As for "A penetration (even if brief) through 4.00% ten year (lead by Asian CBs trying to prevent a USD collapse) is going to do nothing but set off another wave of refi and consumer borrowing for XMAS..." I am not so sure. In fact I think not. Brian Reynolds at Minyanville told me that the universal opinion of bond managers was that they were surprised that it has not happened already. He now seems to think that yields will be forced lower and IF 3.91 area gets take out we see a re-test of the last low at 3.63 or whatever. So far, falling refis have done nothing to spur refis.

That was his viewpoint and aparaently the viewpoint of most bond managers. Here is mine:
I am not surprised that refis have not occurred.
1) People more and more have gone to adjustable rate loans
2) Housing is stalling in some sections of the country
3) What equity is there to pull out if housing prices stall?
4) The consumption binge just might be stalling on its own accord. I doubt that rising oil prices and medical costs are encouraging consumers to buy more junk.
5) Is there anyone that wanted a new car or home improvement that has not already acted?

As for rising gold and silver and some commodities we seem to be in agreeement. I lost on corn, should have been in OJ.
Probably made in lumber what I lost in corn so that is a net wash.

As for homes. Starts are stubbornly high BUT.... inventories have risen from 3 week supply in Orange County to a 7 month supply if I recall correctly. Prices have stalled in many areas and building permits are down 5%. We will see if that matters but at some point rising interest rates will.

I will say this emphatically... The long bond does NOT see the inflation problem you do. In addition virtually NO economist sees a recession coming. Everyone sees this "soft patch" and the higher the FED hikes before stalling, the worse things will get. The shocking thing to the FED will be the lack of response when they do reverse course next time. Can you say pushing on a string?

When corn and soybeans were rising mercilessly you and other were screaming inflation. I hear no screams of delation as soybeans have fallen 50%. Soybeans aand corn are now at low levels. Oil is high, but realistically how much of that is:
a) inflation
b) geopolitical concerns
c) an uncontrolled boom in China we have no control over
d) peak oil

The world will not slow down for the benefit of the US no matter what the US wants. We can not control b or d unless we raise interest rates to preposterous levels. We only have limited impact on c IMO.

Right now the simple bottom line is this:
Everything China Needs Creates Inflation
Everything China Produces Creates Deflation

IMO few of those PPO prices have been passed on. Inflation pressures are subdued. Unlike the 70's there are no wage pressures, unions are not in charge, many (but not all) PPO hikes are not passed on, we are still losing jobs, real wages are declining, and economic stimulus is wearing off.
I do not believe even Greenspan understands the global economy and what impact that has on price pressures.

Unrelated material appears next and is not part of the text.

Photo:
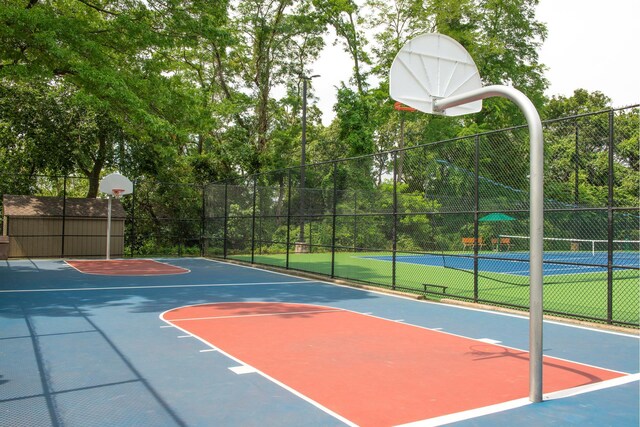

The question at hand is this: do gold and silver rise in a deflationary environment? I believe they do. Eventually all fiat currencies head to zero. Every one has so far given enough time. Gold still survives. Europe which like Japan always SEEMS to be headed out of stagnant growth. Like the false starts of Japan after its deflation set in, not one of them has succeeded. Europe has an even bigger demographic time bomb than the US. So if Europe and Japan are not the answer what is? China is still pegged to the US$ and we are begging them to not do so. Well they will take our advice on THEIR timeline. When they chose to de-peg from the US$ we will no longer want them to. If China is accumulating gold (as I think they are), a collapse in the US$ and losses in US treasuries they suffer, will be more than offset by the rise in the price of gold, IF they accumulate enough. No worry of that for now. Party on dude.

Mish



To: russwinter who wrote (18834)9/22/2004 12:27:46 AM
From: ild  Read Replies (1) | Respond to of 110194
 
I think I saw some numbers that equity extraction has been running full speed thru use of HELOCs, so refis will kick in earnest only after 5 year yield falls another 50 points. I referred to 5 year as I think many new mortgages are now fixed only for 5-7 years.